La mano izquierda del
Coyote
se hundió en uno de los bolsillos de su corta chaqueta y salió con un fajo de billetes de banco, que fue a dejar sobre la mesa junto a la cual se encontraba. Por un brevísimo instante su mirada se posó sobre el dinero. Ésta era la oportunidad que Ackers había estado aguardando sin esperanza de que se presentara; pero cuando ocurrió su reacción fue más veloz que el paso de una bala.
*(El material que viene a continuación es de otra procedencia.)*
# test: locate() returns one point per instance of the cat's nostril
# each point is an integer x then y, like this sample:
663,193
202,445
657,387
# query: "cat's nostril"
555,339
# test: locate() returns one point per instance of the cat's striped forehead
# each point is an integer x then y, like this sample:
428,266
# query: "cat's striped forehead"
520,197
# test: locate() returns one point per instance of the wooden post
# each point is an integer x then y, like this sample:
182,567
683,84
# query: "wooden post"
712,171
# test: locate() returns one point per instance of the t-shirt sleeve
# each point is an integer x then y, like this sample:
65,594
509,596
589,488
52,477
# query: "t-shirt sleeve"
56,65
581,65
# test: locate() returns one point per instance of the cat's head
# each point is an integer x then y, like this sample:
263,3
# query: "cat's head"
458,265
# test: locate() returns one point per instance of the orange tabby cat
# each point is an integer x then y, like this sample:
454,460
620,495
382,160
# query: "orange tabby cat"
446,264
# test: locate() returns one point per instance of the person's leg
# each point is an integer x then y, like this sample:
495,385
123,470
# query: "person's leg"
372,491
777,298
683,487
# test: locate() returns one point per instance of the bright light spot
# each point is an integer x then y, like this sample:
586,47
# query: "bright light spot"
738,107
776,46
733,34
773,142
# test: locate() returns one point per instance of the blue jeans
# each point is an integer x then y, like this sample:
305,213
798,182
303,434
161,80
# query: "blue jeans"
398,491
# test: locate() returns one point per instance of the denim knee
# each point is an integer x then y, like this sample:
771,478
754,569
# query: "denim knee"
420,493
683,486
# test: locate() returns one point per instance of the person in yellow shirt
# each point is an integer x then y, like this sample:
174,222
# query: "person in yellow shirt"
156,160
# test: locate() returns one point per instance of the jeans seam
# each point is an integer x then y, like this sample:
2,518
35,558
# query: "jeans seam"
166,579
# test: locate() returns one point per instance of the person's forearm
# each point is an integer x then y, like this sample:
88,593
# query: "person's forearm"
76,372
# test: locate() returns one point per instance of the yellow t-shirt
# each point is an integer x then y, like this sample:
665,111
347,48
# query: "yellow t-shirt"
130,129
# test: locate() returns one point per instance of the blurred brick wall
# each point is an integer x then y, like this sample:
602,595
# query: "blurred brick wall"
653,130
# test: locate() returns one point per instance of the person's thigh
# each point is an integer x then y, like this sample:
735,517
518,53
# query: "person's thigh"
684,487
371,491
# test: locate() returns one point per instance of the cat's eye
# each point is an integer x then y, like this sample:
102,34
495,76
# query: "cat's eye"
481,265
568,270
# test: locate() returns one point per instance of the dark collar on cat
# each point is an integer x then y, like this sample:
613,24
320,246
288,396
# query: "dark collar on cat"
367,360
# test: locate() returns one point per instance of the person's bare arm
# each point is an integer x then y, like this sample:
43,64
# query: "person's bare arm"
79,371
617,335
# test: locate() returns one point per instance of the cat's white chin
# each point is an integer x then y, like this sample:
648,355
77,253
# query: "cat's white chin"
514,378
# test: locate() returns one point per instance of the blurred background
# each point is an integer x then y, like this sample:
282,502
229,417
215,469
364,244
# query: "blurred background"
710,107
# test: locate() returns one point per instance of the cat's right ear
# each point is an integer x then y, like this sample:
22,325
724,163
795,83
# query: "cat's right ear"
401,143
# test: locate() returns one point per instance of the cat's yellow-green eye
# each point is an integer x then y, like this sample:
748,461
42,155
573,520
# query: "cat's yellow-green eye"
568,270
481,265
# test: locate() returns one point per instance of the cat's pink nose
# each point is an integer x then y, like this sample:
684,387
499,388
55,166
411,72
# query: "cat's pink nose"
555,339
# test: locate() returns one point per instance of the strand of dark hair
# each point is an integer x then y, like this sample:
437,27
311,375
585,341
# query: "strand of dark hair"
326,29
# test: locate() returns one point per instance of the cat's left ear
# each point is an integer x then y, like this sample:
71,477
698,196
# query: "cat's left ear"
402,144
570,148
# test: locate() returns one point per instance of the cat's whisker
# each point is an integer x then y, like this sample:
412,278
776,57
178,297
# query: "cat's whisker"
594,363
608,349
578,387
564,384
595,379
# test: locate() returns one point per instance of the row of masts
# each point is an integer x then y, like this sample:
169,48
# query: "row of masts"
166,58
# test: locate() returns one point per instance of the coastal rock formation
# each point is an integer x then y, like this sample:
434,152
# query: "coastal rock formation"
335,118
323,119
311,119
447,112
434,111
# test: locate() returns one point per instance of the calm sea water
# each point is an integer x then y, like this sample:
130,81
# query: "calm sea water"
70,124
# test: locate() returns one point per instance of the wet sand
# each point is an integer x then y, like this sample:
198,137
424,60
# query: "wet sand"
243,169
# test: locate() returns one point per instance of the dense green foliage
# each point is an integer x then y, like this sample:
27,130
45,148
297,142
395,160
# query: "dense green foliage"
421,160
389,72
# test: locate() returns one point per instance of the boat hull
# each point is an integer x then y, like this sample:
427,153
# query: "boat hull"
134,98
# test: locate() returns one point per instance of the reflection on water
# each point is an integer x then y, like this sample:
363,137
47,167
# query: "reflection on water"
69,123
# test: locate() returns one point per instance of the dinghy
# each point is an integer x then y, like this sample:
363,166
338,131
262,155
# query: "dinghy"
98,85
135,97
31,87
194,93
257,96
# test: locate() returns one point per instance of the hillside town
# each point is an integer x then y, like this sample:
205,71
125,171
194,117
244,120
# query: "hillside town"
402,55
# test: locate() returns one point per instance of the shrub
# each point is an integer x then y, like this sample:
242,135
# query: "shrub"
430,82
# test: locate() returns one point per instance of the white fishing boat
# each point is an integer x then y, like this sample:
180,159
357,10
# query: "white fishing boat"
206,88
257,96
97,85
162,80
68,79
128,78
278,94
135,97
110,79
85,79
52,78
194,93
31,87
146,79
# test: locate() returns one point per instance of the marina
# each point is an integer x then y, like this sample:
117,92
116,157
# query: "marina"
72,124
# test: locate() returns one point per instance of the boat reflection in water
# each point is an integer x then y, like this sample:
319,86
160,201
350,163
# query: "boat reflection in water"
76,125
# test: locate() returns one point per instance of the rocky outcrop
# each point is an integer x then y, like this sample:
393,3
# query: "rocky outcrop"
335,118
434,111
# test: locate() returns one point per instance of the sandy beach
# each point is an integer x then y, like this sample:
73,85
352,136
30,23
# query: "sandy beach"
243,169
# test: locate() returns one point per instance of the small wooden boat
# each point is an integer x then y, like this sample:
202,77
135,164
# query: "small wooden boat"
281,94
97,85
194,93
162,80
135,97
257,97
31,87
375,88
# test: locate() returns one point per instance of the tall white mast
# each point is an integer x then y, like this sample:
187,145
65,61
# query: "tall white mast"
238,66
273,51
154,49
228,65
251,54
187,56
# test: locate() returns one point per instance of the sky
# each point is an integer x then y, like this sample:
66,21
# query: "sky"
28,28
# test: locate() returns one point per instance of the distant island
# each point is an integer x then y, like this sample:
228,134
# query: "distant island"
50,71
Sin soltar la copa que sostenía con la mano izquierda, bajó la derecha hasta su Colt del 44, lo empuñó, lo desenfundó y quiso dispararlo; pero ya no pudo conseguirlo. Un rabioso moscardón de ardiente plomo se había hundido en su brazo derecho, inmovilizándolo. El revólver cayó al suelo, rebotando sobre el entarimado con el hueco sonido que produce un martillazo sobre un ataúd.

—Te has expuesto mucho,
Matador
—dijo
El Coyote
a través de la nube de irritante humo que había brotado de su revólver—. Pude haberte matado.

Se oyó otro ruido: el de una copa al romperse contra el suelo, y Ackers, pálido como un muerto, se llevó la mano izquierda a su herido brazo.

—No me mate —pidió con voz temblorosa.

—Ahora ya no es necesario —dijo
El Coyote
—. ¿Aceptas mi oferta?

—Sí; lo que usted quiera.

Sonó otra detonación y de la oreja derecha de Ackers brotó un hilo de sangre.

—¡La marca del
Coyote
! —exclamó alguien.

—Eso es por tu traición —siguió el enmascarado, guardando su revólver, después de haber soplado dentro del cañón, para extraer el humo que se apelotonaba dentro de él—. Aquí tienes los tres mil dólares. Recógelos cuando yo me haya marchado. Y no vayas a San Bernardino si no quieres ocupar la tumba que allí abrirán para ti.

Killer
Ackers, con el rostro contraído por el dolor, se iba palpando el brazo, cual si quisiera convencerse de si lo tenía o no roto.

—Retírate a la vida privada —siguió
El Coyote
—. Y no pretendas completar la cifra de treinta hombres de verdad muertos por tus revólveres.

Hizo como si fuera a volver la espalda y en seguida se dejó caer de rodillas, a tiempo de que la primera bala del Derringer que Ackers había sacado de la manga derecha pasara con seco zumbido sobre su cabeza.

El pistolero fue a apretar el otro gatillo; pero cuando lo hizo sus ojos ya estaban cubiertos por el velo de la muerte que sobre ellos había extendido la bala que
El Coyote
clavó en su corazón. Ackers permaneció aún en pie durante dos segundos y luego cayó de bruces sobre el Derringer que había resbalado de entre los dedos de su mano izquierda. Tras una breve convulsión, quedó inmóvil.

—No matará a treinta hombres de verdad —comentó
El Coyote
, poniéndose en pie—. Debía haberlo comprendido.

Siguió retrocediendo hacia la puerta y en cuanto ésta se cerró tras él todos los que estaban en la taberna se precipitaron hacia la mesa sobre la cual estaban los tres mil dólares que
El Coyote
había dejado. Durante unos cinco minutos se desarrolló una feroz lucha a puñetazos y patadas por la posesión del dinero. Algunos billetes quedaron hechos pedazos, pero al fin, cada uno tuvo lo bastante para quedar satisfecho de su suerte. Sólo entonces se acordaron del
Coyote
y, como le supusieron ya muy lejos, salieron a la calle gritando sus falsas ansias de enfrentarse con el famoso enmascarado.

Un hombre que iba a entrar en la taberna preguntó:

—¿Qué ocurre?

—Han matado a
Killer
Ackers.
El Coyote
le deshizo un brazo, luego le destrozó la oreja y por último le metió una bala en el corazón. Vamos a perseguirle…

El recién llegado repitió varias veces la pregunta y al fin se enteró de todo cuanto había sucedido.

Cuando se alejaba, después de haber oído las distintas versiones del suceso, uno de los testigos del drama preguntó a otro:

—¿Ése no era Luján, el compañero de Ackers?

—Creo que sí. Seguramente se dará prisa en salir de Los Ángeles. Por lo menos yo, en su lugar, eso es lo que haría.